There are significant policy and ethical considerations surrounding the drug pricing, and access to oncology drugs. During a panel on accelerated approval pathways for oncology drugs, Larwood said pricing policies such as Trump’s most favored nation (MFN) executive order, which aims to prevent Americans from paying more for drugs than patients in other countries, could potentially lower costs, but also affect drug development strategies.

Many governments use price controls to limit how much they pay for drugs, which has made essential medicines, like HIV treatments, widely accessible in lower-income regions such as Africa, said Larwood. However, although this approach supports public health goals and ensures accessibility, it is making it difficult for pharmaceutical companies to recover the substantial costs involved in drug development, he noted. In Europe, strict price controls have undermined profitability, and consequently many companies have reduced their investment in new drug research, which has led to fewer new medicines being developed, he said.

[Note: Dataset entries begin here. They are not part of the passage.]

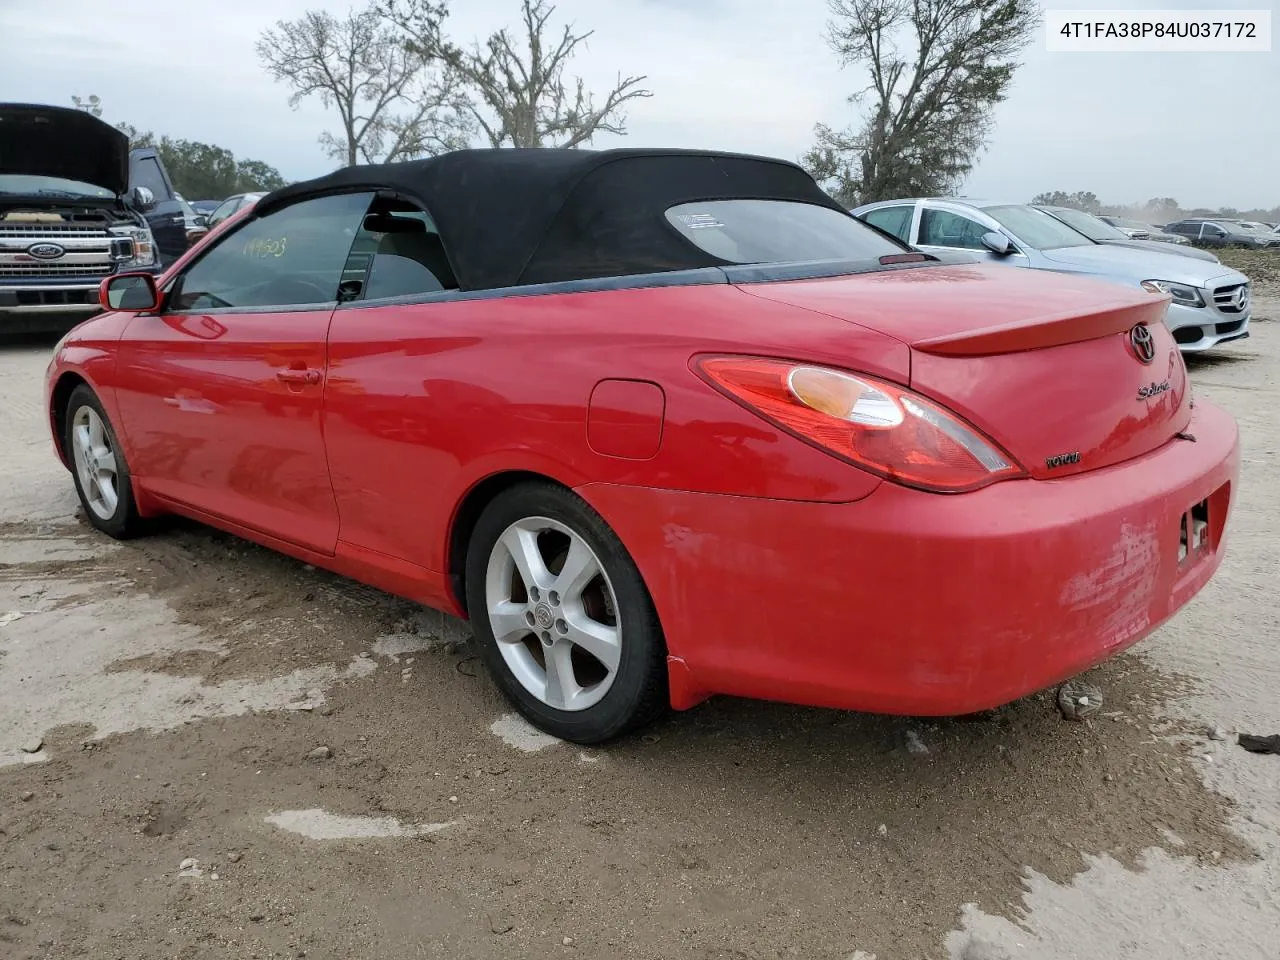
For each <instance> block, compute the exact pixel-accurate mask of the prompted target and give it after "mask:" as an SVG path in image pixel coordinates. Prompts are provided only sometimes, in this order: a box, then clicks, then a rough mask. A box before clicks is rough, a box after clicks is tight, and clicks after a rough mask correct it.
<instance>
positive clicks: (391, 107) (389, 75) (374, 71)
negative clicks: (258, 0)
mask: <svg viewBox="0 0 1280 960" xmlns="http://www.w3.org/2000/svg"><path fill="white" fill-rule="evenodd" d="M257 54H259V58H260V59H261V61H262V64H264V67H266V69H268V70H269V72H270V74H271V77H273V78H274V79H276V81H284V82H285V83H288V84H289V86H291V87H293V95H292V96H291V97H289V105H291V106H294V108H296V106H297V105H298V104H300V102H301V101H302V100H305V99H306V97H310V96H319V97H320V101H321V102H323V104H324V105H325V106H329V108H334V109H337V111H338V116H339V119H340V122H342V129H340V132H338V133H333V132H329V131H325V132H324V133H323V134H320V142H321V145H323V146H324V147H325V150H326V151H328V152H329V154H330V156H333V157H334V159H337V160H340V161H343V163H346V164H347V165H348V166H349V165H353V164H356V163H360V161H365V163H379V161H381V163H388V161H392V160H408V159H411V157H415V156H424V155H430V154H438V152H442V151H445V150H454V148H458V147H461V146H466V143H467V141H468V140H470V136H471V129H470V123H468V120H467V119H466V118H465V115H463V114H462V108H463V101H462V100H461V99H460V95H458V91H457V87H456V84H454V83H453V79H452V77H449V76H448V74H442V73H440V72H438V70H435V69H433V65H431V63H430V61H429V60H428V59H426V58H425V56H422V55H421V54H420V52H417V51H416V50H412V49H410V46H408V45H406V44H404V42H403V40H401V37H399V35H398V33H397V31H396V29H393V28H392V27H390V26H388V24H387V23H385V22H384V19H383V17H381V14H380V13H379V10H378V9H375V8H374V6H369V8H366V9H364V10H358V12H356V10H352V12H349V13H348V14H347V15H346V18H343V19H338V18H337V17H334V15H333V14H330V13H328V12H325V10H308V12H307V13H306V14H303V15H302V17H301V18H298V19H296V20H280V22H279V23H276V24H275V28H274V29H269V31H268V32H266V33H264V35H262V38H261V40H260V41H259V44H257Z"/></svg>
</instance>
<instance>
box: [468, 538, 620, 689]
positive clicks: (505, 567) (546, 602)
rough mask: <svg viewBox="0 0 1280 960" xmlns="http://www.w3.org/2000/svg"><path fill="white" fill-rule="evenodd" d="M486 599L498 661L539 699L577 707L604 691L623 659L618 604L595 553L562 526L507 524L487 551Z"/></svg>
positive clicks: (616, 674)
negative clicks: (499, 654) (508, 524)
mask: <svg viewBox="0 0 1280 960" xmlns="http://www.w3.org/2000/svg"><path fill="white" fill-rule="evenodd" d="M485 605H486V608H488V609H486V612H488V616H489V625H490V627H492V628H493V635H494V639H495V640H497V643H498V650H499V652H500V654H502V658H503V660H504V662H506V663H507V667H508V668H509V669H511V672H512V673H513V675H515V677H516V680H517V681H518V682H520V684H521V686H524V687H525V690H527V691H529V692H530V694H532V695H534V696H535V698H538V700H540V701H541V703H544V704H547V705H548V707H552V708H554V709H558V710H568V712H576V710H585V709H588V708H590V707H593V705H595V704H596V703H599V701H600V699H602V698H603V696H604V695H605V694H607V692H608V691H609V687H611V686H612V685H613V680H614V677H616V676H617V672H618V666H620V663H621V659H622V623H621V621H620V617H618V603H617V598H616V595H614V593H613V586H612V584H611V582H609V577H608V575H607V573H605V571H604V566H603V564H602V563H600V558H599V557H596V554H595V552H594V550H593V549H591V548H590V547H589V545H588V543H586V540H584V539H582V538H581V536H580V535H579V534H576V532H573V531H572V530H571V529H570V527H568V526H566V525H564V524H562V522H559V521H557V520H552V518H549V517H526V518H524V520H518V521H516V522H515V524H512V525H511V526H508V527H507V529H506V530H504V531H503V532H502V535H500V536H499V538H498V541H497V543H495V544H494V545H493V549H492V552H490V554H489V563H488V568H486V573H485Z"/></svg>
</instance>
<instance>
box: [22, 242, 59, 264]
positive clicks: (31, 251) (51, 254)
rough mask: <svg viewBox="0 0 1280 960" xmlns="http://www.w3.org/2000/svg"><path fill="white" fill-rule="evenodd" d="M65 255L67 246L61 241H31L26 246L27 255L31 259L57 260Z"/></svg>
mask: <svg viewBox="0 0 1280 960" xmlns="http://www.w3.org/2000/svg"><path fill="white" fill-rule="evenodd" d="M65 255H67V247H64V246H63V244H61V243H47V242H45V243H32V244H31V246H29V247H27V256H29V257H31V259H32V260H59V259H60V257H63V256H65Z"/></svg>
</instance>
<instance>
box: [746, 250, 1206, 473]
mask: <svg viewBox="0 0 1280 960" xmlns="http://www.w3.org/2000/svg"><path fill="white" fill-rule="evenodd" d="M740 289H742V291H744V292H745V293H749V294H751V296H756V297H762V298H765V300H773V301H778V302H783V303H790V305H792V306H796V307H801V308H805V310H813V311H817V312H820V314H826V315H828V316H833V317H837V319H841V320H845V321H847V323H852V324H858V325H860V326H864V328H868V329H872V330H876V332H878V333H881V334H886V335H888V337H893V338H896V339H899V340H901V342H904V343H906V344H908V346H909V347H910V348H911V376H910V387H911V388H913V389H915V390H919V392H920V393H922V394H924V396H927V397H931V398H933V399H936V401H937V402H940V403H942V404H943V406H946V407H948V408H950V410H952V411H954V412H955V413H957V415H960V416H961V417H964V419H965V420H968V421H969V422H972V424H973V425H974V426H977V428H978V429H980V430H982V431H983V433H986V434H987V435H988V436H991V438H992V439H993V440H996V442H997V443H1000V444H1001V445H1002V447H1004V448H1005V449H1006V451H1007V452H1009V453H1011V454H1012V456H1014V457H1015V458H1016V460H1018V461H1019V462H1020V463H1021V465H1023V466H1024V467H1027V470H1028V471H1029V472H1030V474H1032V476H1034V477H1038V479H1055V477H1061V476H1069V475H1071V474H1079V472H1084V471H1088V470H1097V468H1101V467H1105V466H1110V465H1112V463H1119V462H1121V461H1125V460H1129V458H1132V457H1137V456H1140V454H1143V453H1147V452H1148V451H1152V449H1155V448H1157V447H1160V445H1162V444H1165V443H1167V442H1169V440H1170V439H1172V436H1174V435H1175V434H1178V433H1179V431H1181V430H1184V429H1185V426H1187V424H1188V422H1189V421H1190V392H1189V389H1188V380H1187V369H1185V366H1184V365H1183V358H1181V353H1180V352H1179V351H1178V346H1176V343H1174V338H1172V337H1171V335H1170V333H1169V330H1167V329H1166V328H1165V324H1164V316H1165V311H1166V307H1167V303H1169V300H1167V298H1166V297H1161V296H1156V294H1147V293H1144V292H1143V291H1140V289H1126V288H1124V287H1121V285H1117V284H1111V283H1103V282H1100V280H1093V279H1089V278H1080V276H1070V275H1064V274H1053V273H1046V271H1038V270H1010V269H1009V268H1007V266H1000V265H996V266H988V265H977V264H975V265H964V266H928V268H918V269H910V270H895V271H888V273H876V274H863V275H854V276H841V278H833V279H823V280H799V282H790V283H759V284H744V285H742V287H740ZM1137 329H1140V330H1144V332H1146V334H1148V335H1149V339H1151V343H1149V347H1151V358H1149V361H1146V362H1144V360H1143V358H1140V357H1139V352H1140V351H1139V347H1142V346H1144V344H1143V343H1142V340H1144V337H1143V334H1140V333H1138V334H1134V333H1133V332H1134V330H1137ZM1135 337H1137V339H1138V340H1139V343H1137V344H1135V343H1134V338H1135ZM1144 356H1146V355H1144V353H1143V357H1144ZM851 366H856V365H855V364H852V365H851Z"/></svg>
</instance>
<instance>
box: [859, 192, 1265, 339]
mask: <svg viewBox="0 0 1280 960" xmlns="http://www.w3.org/2000/svg"><path fill="white" fill-rule="evenodd" d="M852 214H854V216H858V218H859V219H861V220H865V221H867V223H869V224H872V225H874V227H878V228H881V229H882V230H886V232H887V233H892V234H895V236H896V237H897V238H899V239H901V241H904V242H906V243H909V244H911V246H913V247H916V248H919V250H922V251H924V252H931V251H937V252H951V253H954V252H965V253H969V255H972V256H973V257H974V259H977V260H988V261H995V262H1001V264H1009V265H1011V266H1025V268H1030V269H1033V270H1053V271H1057V273H1073V274H1089V275H1092V276H1098V278H1101V279H1107V280H1114V282H1116V283H1123V284H1125V285H1126V287H1142V288H1143V289H1148V291H1151V292H1161V293H1167V294H1169V296H1170V297H1171V298H1172V302H1171V303H1170V305H1169V312H1167V315H1166V319H1165V323H1166V325H1167V326H1169V329H1170V332H1171V333H1172V334H1174V339H1175V340H1176V342H1178V346H1179V347H1180V348H1181V349H1183V351H1184V352H1192V351H1202V349H1208V348H1210V347H1215V346H1217V344H1219V343H1226V342H1228V340H1236V339H1242V338H1244V337H1248V335H1249V294H1251V291H1249V278H1247V276H1245V275H1244V274H1242V273H1239V271H1238V270H1230V269H1228V268H1225V266H1222V265H1221V264H1212V262H1207V261H1203V260H1192V259H1190V257H1185V256H1176V255H1171V253H1165V252H1161V251H1143V250H1132V248H1128V247H1119V246H1103V244H1101V243H1094V242H1093V241H1091V239H1089V238H1088V237H1085V236H1084V234H1083V233H1079V232H1078V230H1074V229H1071V228H1070V227H1068V225H1066V224H1065V223H1062V221H1061V220H1059V219H1056V218H1053V216H1050V215H1048V214H1046V212H1044V211H1043V210H1037V209H1036V207H1033V206H1028V205H1027V204H1002V202H996V201H982V200H969V198H965V200H942V198H937V200H934V198H916V200H884V201H881V202H878V204H867V205H864V206H860V207H856V209H854V210H852Z"/></svg>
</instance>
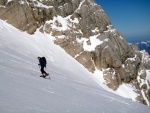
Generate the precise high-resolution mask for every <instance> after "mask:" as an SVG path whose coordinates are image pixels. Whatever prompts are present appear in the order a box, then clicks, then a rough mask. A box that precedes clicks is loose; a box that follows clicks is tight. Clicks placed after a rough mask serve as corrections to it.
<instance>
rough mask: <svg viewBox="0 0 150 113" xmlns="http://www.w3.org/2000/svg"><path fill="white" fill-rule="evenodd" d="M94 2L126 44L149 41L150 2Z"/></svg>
mask: <svg viewBox="0 0 150 113" xmlns="http://www.w3.org/2000/svg"><path fill="white" fill-rule="evenodd" d="M95 1H96V2H97V3H98V4H99V5H100V6H101V7H102V8H103V9H104V10H105V12H106V14H107V15H108V17H109V19H110V21H111V23H112V24H113V25H114V27H115V28H116V29H117V30H118V31H119V32H120V33H121V34H122V35H123V36H124V38H125V39H126V40H127V41H128V42H130V43H132V42H139V41H148V40H150V0H95Z"/></svg>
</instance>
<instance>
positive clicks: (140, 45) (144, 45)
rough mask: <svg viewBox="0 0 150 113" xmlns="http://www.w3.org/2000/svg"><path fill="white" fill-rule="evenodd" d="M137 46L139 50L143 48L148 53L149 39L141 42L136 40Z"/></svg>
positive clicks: (149, 51)
mask: <svg viewBox="0 0 150 113" xmlns="http://www.w3.org/2000/svg"><path fill="white" fill-rule="evenodd" d="M136 44H137V45H138V47H139V49H140V50H145V51H147V52H148V53H149V54H150V41H146V42H144V41H142V42H138V43H136Z"/></svg>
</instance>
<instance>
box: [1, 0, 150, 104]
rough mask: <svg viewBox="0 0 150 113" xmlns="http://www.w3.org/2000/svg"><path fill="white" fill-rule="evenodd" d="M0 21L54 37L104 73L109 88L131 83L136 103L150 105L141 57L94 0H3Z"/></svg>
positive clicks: (142, 64) (149, 101) (89, 65)
mask: <svg viewBox="0 0 150 113" xmlns="http://www.w3.org/2000/svg"><path fill="white" fill-rule="evenodd" d="M0 18H1V19H3V20H6V21H7V22H8V23H10V24H12V25H13V26H15V27H17V28H18V29H20V30H23V31H27V32H28V33H30V34H32V33H34V31H35V30H36V29H37V28H40V31H41V32H45V33H47V34H51V35H52V36H54V37H55V41H54V42H55V43H56V44H57V45H59V46H61V47H62V48H63V49H64V50H65V51H66V52H67V53H68V54H70V55H71V56H72V57H73V58H75V59H76V60H77V61H79V62H80V63H81V64H82V65H83V66H84V67H85V68H87V69H88V70H89V71H90V72H94V71H95V70H102V71H103V75H104V76H103V77H104V79H105V80H106V82H107V84H106V85H107V86H108V87H109V88H111V89H113V90H116V89H117V88H118V87H119V85H120V84H122V83H130V84H132V85H134V86H135V87H136V89H137V91H136V93H138V94H139V97H137V101H139V102H141V103H144V104H147V105H149V104H150V103H149V102H150V100H149V98H150V93H149V92H150V84H149V82H148V81H147V80H146V77H145V76H146V73H145V69H144V65H143V63H142V54H141V53H140V52H139V51H138V50H137V49H136V47H135V46H131V45H129V44H128V43H127V42H126V41H125V39H124V38H123V36H122V35H121V34H120V33H119V32H118V31H117V30H116V29H115V28H114V27H113V25H112V24H111V22H110V21H109V19H108V17H107V15H106V13H105V12H104V10H103V9H102V8H101V7H100V6H99V5H97V4H95V2H94V0H9V1H8V0H0ZM93 46H94V47H93ZM143 81H144V84H143ZM146 100H149V101H146Z"/></svg>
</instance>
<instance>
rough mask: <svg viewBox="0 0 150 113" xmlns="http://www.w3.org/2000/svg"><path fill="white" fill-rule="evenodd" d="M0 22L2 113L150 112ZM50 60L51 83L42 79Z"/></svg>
mask: <svg viewBox="0 0 150 113" xmlns="http://www.w3.org/2000/svg"><path fill="white" fill-rule="evenodd" d="M52 39H53V37H51V36H48V35H44V34H42V33H40V32H38V31H37V32H36V33H35V34H34V35H29V34H27V33H25V32H21V31H19V30H17V29H15V28H14V27H12V26H10V25H9V24H7V23H5V22H4V21H2V20H0V112H1V113H131V112H132V113H148V112H149V110H150V108H149V107H147V106H144V105H141V104H138V103H136V102H132V101H130V100H128V99H124V98H122V97H119V96H117V95H114V94H112V93H109V92H107V91H105V90H104V89H103V88H101V87H100V86H99V85H98V84H97V83H96V82H95V81H94V80H93V79H92V74H91V73H89V72H88V71H87V70H86V69H84V67H83V66H81V65H80V64H79V63H78V62H76V61H75V60H74V59H73V58H71V57H70V56H69V55H67V54H66V53H65V52H64V51H63V50H62V49H61V48H59V47H58V46H56V45H54V44H53V42H52ZM37 56H45V57H46V58H47V62H48V65H47V71H48V72H49V73H50V74H51V78H52V80H47V79H43V78H41V77H39V76H40V69H39V67H38V65H37V64H38V60H37Z"/></svg>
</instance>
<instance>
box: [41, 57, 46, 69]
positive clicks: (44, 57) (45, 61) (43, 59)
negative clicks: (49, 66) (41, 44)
mask: <svg viewBox="0 0 150 113" xmlns="http://www.w3.org/2000/svg"><path fill="white" fill-rule="evenodd" d="M42 60H43V62H44V64H45V67H46V64H47V61H46V58H45V57H42Z"/></svg>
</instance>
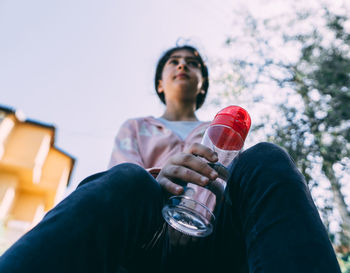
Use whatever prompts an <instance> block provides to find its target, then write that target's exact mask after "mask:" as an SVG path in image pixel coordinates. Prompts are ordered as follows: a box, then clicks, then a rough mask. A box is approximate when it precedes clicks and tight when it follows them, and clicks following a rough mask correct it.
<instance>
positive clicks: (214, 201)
mask: <svg viewBox="0 0 350 273" xmlns="http://www.w3.org/2000/svg"><path fill="white" fill-rule="evenodd" d="M250 125H251V119H250V116H249V114H248V112H247V111H246V110H244V109H243V108H242V107H239V106H228V107H226V108H224V109H222V110H221V111H219V112H218V114H217V115H216V116H215V118H214V120H213V121H212V123H211V124H210V126H209V127H208V129H207V130H206V132H205V134H204V137H203V140H202V144H203V145H206V146H208V147H209V148H211V149H212V150H213V151H215V152H216V153H217V154H218V158H219V160H218V162H217V163H208V164H209V165H210V166H211V167H212V168H213V169H215V170H216V171H217V173H218V174H219V177H218V178H217V179H215V180H213V181H210V182H209V184H208V185H207V186H206V187H201V186H198V185H196V184H193V183H187V184H186V186H185V191H184V194H183V195H180V196H173V197H171V198H169V200H168V203H167V204H166V205H165V206H164V207H163V210H162V214H163V217H164V219H165V220H166V222H167V223H168V224H169V225H170V226H171V227H173V228H174V229H176V230H178V231H180V232H182V233H184V234H186V235H189V236H194V237H206V236H208V235H209V234H211V233H212V231H213V228H214V223H215V215H216V214H217V211H218V210H219V209H220V206H221V204H222V201H223V199H224V191H225V188H226V183H227V179H228V176H229V172H228V169H227V166H228V165H229V164H230V163H231V161H232V160H233V158H234V157H235V156H237V155H238V154H239V152H240V151H241V149H242V147H243V144H244V141H245V138H246V136H247V134H248V131H249V129H250Z"/></svg>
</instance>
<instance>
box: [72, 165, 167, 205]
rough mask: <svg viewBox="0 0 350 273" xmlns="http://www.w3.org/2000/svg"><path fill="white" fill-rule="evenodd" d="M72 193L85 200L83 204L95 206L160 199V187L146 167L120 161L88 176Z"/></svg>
mask: <svg viewBox="0 0 350 273" xmlns="http://www.w3.org/2000/svg"><path fill="white" fill-rule="evenodd" d="M75 196H77V197H76V198H79V199H82V200H87V201H86V202H85V203H86V205H87V206H88V207H91V208H93V209H94V210H100V209H102V210H110V209H113V208H114V207H115V206H116V205H117V204H122V206H130V204H133V206H137V205H143V204H145V203H146V202H153V201H154V202H160V200H162V190H161V188H160V185H159V184H158V182H157V181H156V180H155V179H154V178H153V177H152V176H151V175H150V174H149V173H148V172H147V171H146V170H145V169H143V168H142V167H140V166H138V165H135V164H131V163H123V164H120V165H117V166H115V167H113V168H111V169H109V170H108V171H106V172H103V173H100V174H96V175H93V176H91V177H90V178H89V181H88V183H84V184H82V185H81V186H79V188H78V189H77V191H76V193H75Z"/></svg>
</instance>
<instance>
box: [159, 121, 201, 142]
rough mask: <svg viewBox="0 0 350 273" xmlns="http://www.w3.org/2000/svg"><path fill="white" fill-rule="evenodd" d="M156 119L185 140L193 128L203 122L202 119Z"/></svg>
mask: <svg viewBox="0 0 350 273" xmlns="http://www.w3.org/2000/svg"><path fill="white" fill-rule="evenodd" d="M157 120H159V121H160V122H161V123H163V124H164V125H165V126H166V127H167V128H168V129H170V130H172V131H173V132H174V133H175V134H176V135H178V136H179V137H180V138H181V139H182V140H185V139H186V137H187V136H188V134H189V133H191V132H192V131H193V129H194V128H196V127H197V126H198V125H200V124H202V123H203V121H169V120H166V119H164V118H157Z"/></svg>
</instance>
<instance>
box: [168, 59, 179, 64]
mask: <svg viewBox="0 0 350 273" xmlns="http://www.w3.org/2000/svg"><path fill="white" fill-rule="evenodd" d="M169 63H170V64H178V63H179V62H178V61H177V60H174V59H173V60H170V61H169Z"/></svg>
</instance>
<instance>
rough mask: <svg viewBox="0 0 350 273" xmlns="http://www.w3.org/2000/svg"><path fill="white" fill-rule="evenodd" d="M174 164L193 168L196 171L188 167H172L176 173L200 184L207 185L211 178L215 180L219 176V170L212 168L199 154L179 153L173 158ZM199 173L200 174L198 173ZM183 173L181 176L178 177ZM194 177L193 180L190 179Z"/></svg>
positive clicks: (173, 157)
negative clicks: (177, 154)
mask: <svg viewBox="0 0 350 273" xmlns="http://www.w3.org/2000/svg"><path fill="white" fill-rule="evenodd" d="M171 163H172V165H174V166H183V167H186V169H189V170H192V171H194V172H195V173H193V172H191V171H188V170H186V169H181V168H179V169H175V168H174V169H172V170H171V171H173V172H174V175H175V176H176V177H177V178H179V179H182V180H184V181H187V182H190V181H191V182H194V183H196V184H199V185H202V186H203V185H206V184H207V183H208V182H209V180H214V179H216V178H217V177H218V174H217V172H216V171H215V170H214V169H213V168H211V167H210V166H209V165H208V163H207V161H205V160H204V159H203V158H201V157H199V156H194V155H192V154H186V153H183V154H179V155H178V156H176V157H173V158H172V162H171ZM198 174H199V175H198ZM178 175H181V177H178ZM188 179H192V180H188Z"/></svg>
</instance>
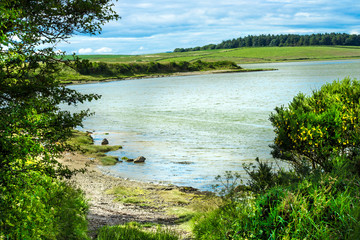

Prior to MFN, the Inflation Reduction Act (IRA) also introduced government-imposed pricing negotiations on certain drugs. While the long-term effects are still unfolding, there is widespread concern that these policies could reduce the incentives for drug companies to innovate and bring new treatments to market. Larwood noted that a potential reduction in innovation and drug availability, might not be apparent immediately but could affect future generations as it “may not really be felt for five to ten years. But when the people who are 50 years old now are getting older and they don’t have any drugs anymore, they’ll say, what could we have done differently?”.